CAN
CIVIL RIGHTS WAIT FOR DEMOCRATS TO WAKE UP?
By
W.
B. Allen, Commissioner
United
States Commission on Civil Rights
Nearly
a decade ago I published an essay, “Will The Court Say No to Segregation,” in
anticipation of the Supreme Court’s decision in the Bakke case. In that
essay I correctly predicted that the Court would uphold the rights of medical
student Alan Bakke to a consideration independent of race for admission to
medical school. I incorrectly foretold, however, that the Court would also
eliminate once and for all the pretense that there ever could be a legitimate
recourse to race by civil authorities for purposes of assigning either
penalties or benefits within American society. Rather, the Court said no to the
segregation of Alan Bakke, but yes to the lingering temptation to resort to
segregation in other cases on the slenderest rationalizations.
The
Court’s missed opportunity in 1978, more than any other single event, has
entailed the bitter developments in the field of civil rights in this country
which have troubled us ever since. It is the immediate source of those disputes
over the United States Commission on Civil Rights disputes which discover
certain liberals in the posture of pretending that there are no urgent civil
rights questions, while certain conservatives persistently urge “getting on”
with the reconstruction of American society. The wait-it-out, close-your-eyes
liberals do not consist of every American liberal but rather only those who
have become particularly identified with the governmental institutions, which
heretofore had been identified with pushing a civil rights agenda. They are the
civil rights janizaries, found within governmental agencies and established
civil rights special interests. Their attitude stems from the conviction that
they, alone, can speak in behalf of civil rights in the United States and that
they, alone, have the right to manage such policies.
The
civil rights janizaries, marching behind lead janizary, Congressman Don
Edwards, took aim at the Commission on Civil Rights during the period of
controversy in 1983 between the Commission and the Reagan Administration. While
the Commission is often referred to as “Reagan dominated,” it has in fact been
plagued ever since Congressman Edwards re‑designed it in 1983 by an
ideological stand‑off. The President names four of its eight members,
while Congress names the other four. Further, wholly apart from the Commission’s
own constitution, Congressman Edwards and his allies have worked consistently
ever since to reduce Commission budgets, obstruct Commission operations, and
divert attention from important civil rights questions, which have arisen
before the Commission.
Today
I would not be surprised if most Americans conceived the civil rights agenda to
consist entirely of “affirmative action” and “forced busing.” These are the
issues that have been repeated ad nauseam by the civil rights janizaries as
characterizing the concerns of the Commission.
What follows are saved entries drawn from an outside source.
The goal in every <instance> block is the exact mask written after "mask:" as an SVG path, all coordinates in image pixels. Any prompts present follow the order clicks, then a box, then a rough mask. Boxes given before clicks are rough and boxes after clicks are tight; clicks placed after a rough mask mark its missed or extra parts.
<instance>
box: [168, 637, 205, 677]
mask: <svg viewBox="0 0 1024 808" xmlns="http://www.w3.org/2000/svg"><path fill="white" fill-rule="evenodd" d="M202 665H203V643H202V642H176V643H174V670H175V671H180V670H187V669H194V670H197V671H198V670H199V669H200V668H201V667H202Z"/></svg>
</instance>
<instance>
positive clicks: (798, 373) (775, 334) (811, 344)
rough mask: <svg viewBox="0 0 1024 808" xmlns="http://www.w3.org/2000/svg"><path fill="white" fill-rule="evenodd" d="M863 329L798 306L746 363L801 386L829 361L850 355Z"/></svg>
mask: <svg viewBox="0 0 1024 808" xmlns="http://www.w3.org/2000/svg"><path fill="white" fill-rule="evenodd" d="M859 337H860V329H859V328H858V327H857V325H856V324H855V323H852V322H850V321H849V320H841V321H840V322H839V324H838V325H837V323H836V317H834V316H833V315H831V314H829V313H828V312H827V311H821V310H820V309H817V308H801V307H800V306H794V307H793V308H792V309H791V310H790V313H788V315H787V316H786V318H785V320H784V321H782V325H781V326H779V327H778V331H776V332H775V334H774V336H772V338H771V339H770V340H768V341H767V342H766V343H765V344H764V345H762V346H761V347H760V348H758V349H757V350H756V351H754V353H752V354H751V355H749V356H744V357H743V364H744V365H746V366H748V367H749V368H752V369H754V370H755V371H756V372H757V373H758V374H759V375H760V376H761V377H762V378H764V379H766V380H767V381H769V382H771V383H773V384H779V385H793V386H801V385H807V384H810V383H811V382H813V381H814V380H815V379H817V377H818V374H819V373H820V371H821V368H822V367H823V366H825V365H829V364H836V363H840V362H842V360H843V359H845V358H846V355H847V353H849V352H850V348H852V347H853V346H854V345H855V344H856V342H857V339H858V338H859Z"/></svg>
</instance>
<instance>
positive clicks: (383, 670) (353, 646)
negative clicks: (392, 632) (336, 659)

In fact, however, these issues
have been far from monopolizing attention. Besides being not so much issues as
proposed remedies, Commission attention has covered a vast range of topics
extending from fair housing to IQ tests to Indian civil rights. The focus on
affirmative action and busing reveals what is at stake. Although many
intelligent people think that the problems to which those proposed remedies
respond can be better solved otherwise, the proponents of these methods refuse
to entertain any debate of alternative methods. They insist rather that the problems
go unsolved (though they cannot be unnoticed) than that serious attention be
given to counterproposals, which may mean, for them, a loss of initiative and
control in the areas of civil rights.
Had
the Bakke decision been a fairer statement of American constitutional principle
this impasse would never have arisen. Even now it is doubtful that it could
continue, if the American people understood fully just how far their own status
is compromised by the position of the civil rights janizaries. One of Edwards’
lieutenants, Senator Lautenberg of New Jersey, has declaimed that he has “no
concern for what happens to any individual member of the majority.” This expresses
the light in which the janizaries refuse to admit that civil rights are
essential and intrinsic dimensions of American citizenship rather than a source
of group distinctions. The idea that some citizens are to be guaranteed rights
that are explicitly denied to others could never sit well with the American
mind. Nor, once they understood, could they continue to admit the use of that
meaningful republican term, “majority,” as the racial epithet it is rapidly
becoming in the hands of civil rights janizaries.
Thus,
the game plan of the janizaries, to place the Civil Rights Commission in deep
sleep until such time as they can recover it in their hands without anyone
looking over their shoulders, is a direct slap at the authority and good sense
of the people of this country. It contributes to a malign neglect of pressing
civil rights urgencies in this country at the same time as it undermines
confidence in our governing institutions. In a free land the habit of one’s
heart is to repose confidence in one’s fellows. Such habits suffer greatly,
however, under the continual repulses of ideologues. When we ask, therefore,
how long we must wait before Democrats decide to play fairly by civil rights,
it is no idle inquiry. We are asking as well how long the American people can
abide this cavalier abuse of their most precious rights.